If thoroughly socialized and trained, Bull Terriers become wonderful and affectionate pets. They are courageous, fearless, active, loyal, intelligent, and somewhat clownish. They become very attached to their owners and can make excellent watchdogs. A Bull Terrier can defend its owner in a truly critical situation. Always walk the dog on leash unless there are no animals or other people around: Bull Terriers can be aggressive to smaller pets such as cats, rodents, birds, toy dogs, etc. It happens due to a strong prey instinct, so keeping them with other pets, especially dominant, aggressive, or assertive ones, is not generally recommended. Also, Bull Terriers hate to be teased and may bite in response, so even if they are great with children in your family (which is usually true with properly socialized dogs), they can easily be aggressive to other children.
Bull Terriers are most recognizable by their oval head without a stop. Photo by © Jacek Smolak.
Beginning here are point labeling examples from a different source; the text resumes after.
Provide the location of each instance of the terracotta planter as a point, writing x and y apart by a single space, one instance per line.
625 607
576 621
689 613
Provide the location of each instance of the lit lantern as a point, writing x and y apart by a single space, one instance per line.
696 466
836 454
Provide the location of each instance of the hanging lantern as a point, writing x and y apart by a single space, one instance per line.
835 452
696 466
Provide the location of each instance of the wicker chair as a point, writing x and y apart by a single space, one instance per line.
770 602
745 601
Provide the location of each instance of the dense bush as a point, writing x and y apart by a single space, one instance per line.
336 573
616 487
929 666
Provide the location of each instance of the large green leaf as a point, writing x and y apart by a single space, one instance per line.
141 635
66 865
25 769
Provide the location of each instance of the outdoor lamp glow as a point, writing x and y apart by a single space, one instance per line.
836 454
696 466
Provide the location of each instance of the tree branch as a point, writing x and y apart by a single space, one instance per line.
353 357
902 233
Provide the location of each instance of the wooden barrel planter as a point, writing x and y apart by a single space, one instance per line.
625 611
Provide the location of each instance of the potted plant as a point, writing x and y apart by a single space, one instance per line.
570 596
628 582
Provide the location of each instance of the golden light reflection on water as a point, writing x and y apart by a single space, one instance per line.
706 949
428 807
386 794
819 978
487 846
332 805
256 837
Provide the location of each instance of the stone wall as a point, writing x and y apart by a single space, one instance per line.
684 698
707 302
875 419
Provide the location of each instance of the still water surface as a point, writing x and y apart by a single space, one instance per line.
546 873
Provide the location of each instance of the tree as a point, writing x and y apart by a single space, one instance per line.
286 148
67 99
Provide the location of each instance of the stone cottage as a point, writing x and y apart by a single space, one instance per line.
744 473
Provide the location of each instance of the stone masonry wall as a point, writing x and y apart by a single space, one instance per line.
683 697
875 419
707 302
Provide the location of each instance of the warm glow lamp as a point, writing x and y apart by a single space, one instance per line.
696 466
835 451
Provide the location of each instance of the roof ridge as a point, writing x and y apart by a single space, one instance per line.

Intact Bull Terriers do not get along well with other unaltered males. Bull Terriers tend to be very protective by nature. Do not encourage possessive and jealous behaviour. Sometimes a Bull Terrier can become quite destructive (biting and digging), but it usually happens when the dog feels lonely or bored and does not have enough toys, attention or other amusement. For this reason, Bull Terriers should not be left without supervision for a long time. Make sure to train your Bull Terrier not to nip and bite because its strong jaws can really hurt even if the dog thinks it is only playing.
Dogs of this breed are highly motivated by food, toys, and positive reinforcement. Avoid punitive and repetitive training: working with a sense of fun will have much better results.

Coat and grooming

Photo by © marcusuke
Bull Terriers have a short, close-fitting coat easy to take care of: very little grooming is necessary. Average shedder.
There are two varieties of the coat colour: White Bull Terriers and Coloured Bull Terriers. The first one is either totally white or white with some markings on the head (but not on the other parts of the body). Coloured Bull Terrier may be brindle, black-brindle, tricolor, red, or fawn with white markings.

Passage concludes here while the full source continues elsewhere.